Yesterday I have to fix a website that running phphizabi (http://www.phpizabi.net/) it’s kind of social networking web application. The problem is the thumbnail picture of the all member become a blank (a black box). After couple minute searching I know that the black box appear for the member that didn’t upload their photo, the site owner said that last time he saw it still have many thumbnail picture, so where is all the thumbnail now ?

I try to register to this website then I upload some picture and it’s work nothing wrong with the system, then I view the database and search in the web directory for picture storage. I saw so many picture was gone after some specific date, just a single picture of member left, who delete all picture ?

In the picture directory, I saw a .php file, curious why a .php file located here, then I view the source code and I know a bad situation happen, the .php file is remote file explorer, seem some one has put it here and absolutely he can delete all file he want, include the all picture member of this site. The phpizabi is compromised, have a vulnerability so anyone can put some .php file here.
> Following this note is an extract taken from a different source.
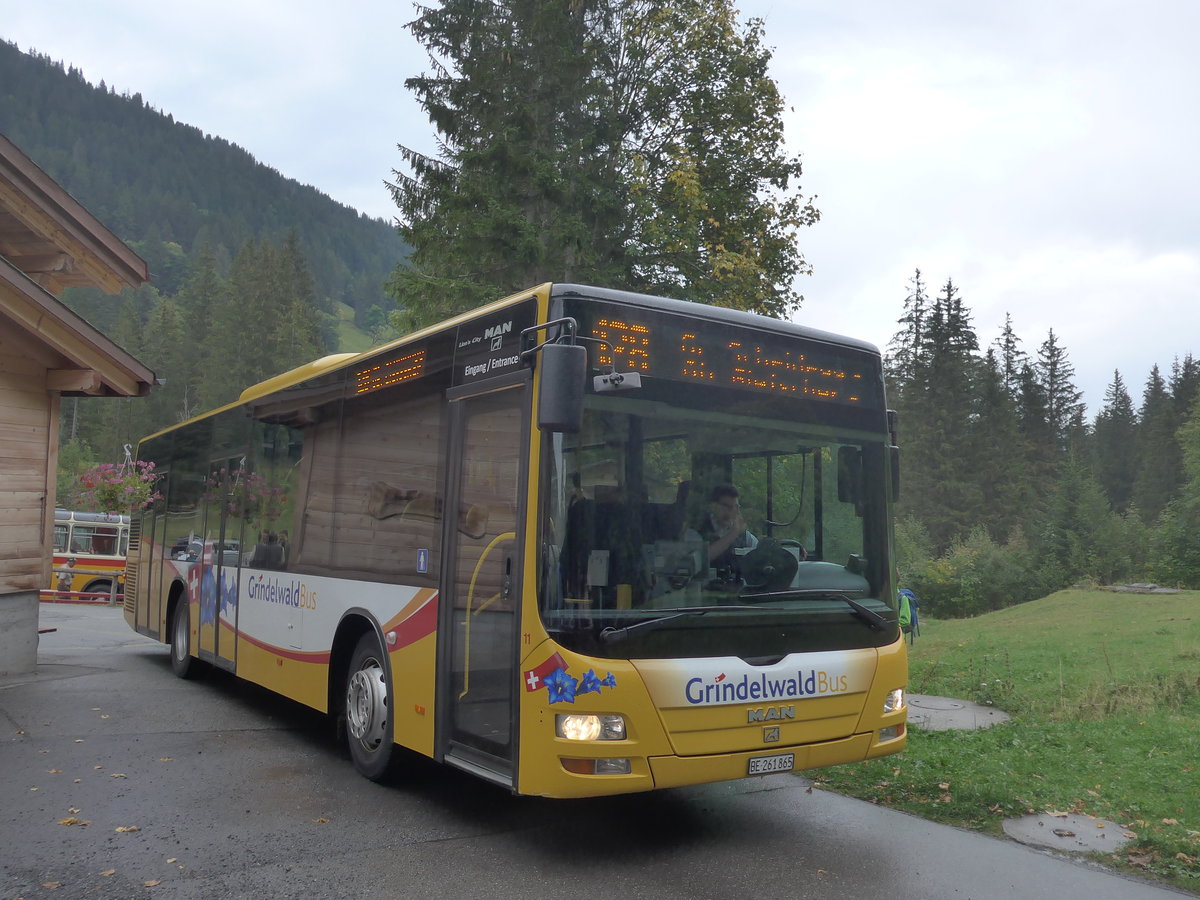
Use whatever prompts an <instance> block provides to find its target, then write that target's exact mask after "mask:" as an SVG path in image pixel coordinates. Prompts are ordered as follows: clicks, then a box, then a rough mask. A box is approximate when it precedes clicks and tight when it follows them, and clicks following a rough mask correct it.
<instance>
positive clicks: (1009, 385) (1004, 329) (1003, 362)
mask: <svg viewBox="0 0 1200 900" xmlns="http://www.w3.org/2000/svg"><path fill="white" fill-rule="evenodd" d="M992 347H994V348H996V356H997V360H998V368H1000V380H1001V384H1003V385H1004V390H1006V391H1008V396H1010V397H1013V398H1014V400H1015V397H1016V394H1018V391H1019V389H1020V385H1021V370H1022V368H1024V367H1025V366H1026V364H1028V361H1030V354H1027V353H1026V352H1025V350H1022V349H1021V338H1020V337H1018V336H1016V332H1015V331H1014V330H1013V314H1012V313H1008V312H1006V313H1004V328H1003V329H1002V330H1001V332H1000V337H997V338H996V340H995V341H994V342H992Z"/></svg>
After searching in google I found that this application have vulnerability in “create event” menu. A registered member of this website can make some “event” and in this event, the user can upload a photo of the event. Normally it should be a image file can be .bmp .jpg .png .gif unfortunately the developer of phpizabi forget to filter the file extension, so a registered member can upload a php file then anyone can access it directly, I have test it for prove of concept and it’s work even I have update phpizabi with their hot fix (newer index.php).

My suggestion, add a file extension filter process on event picture upload or disable the picture event.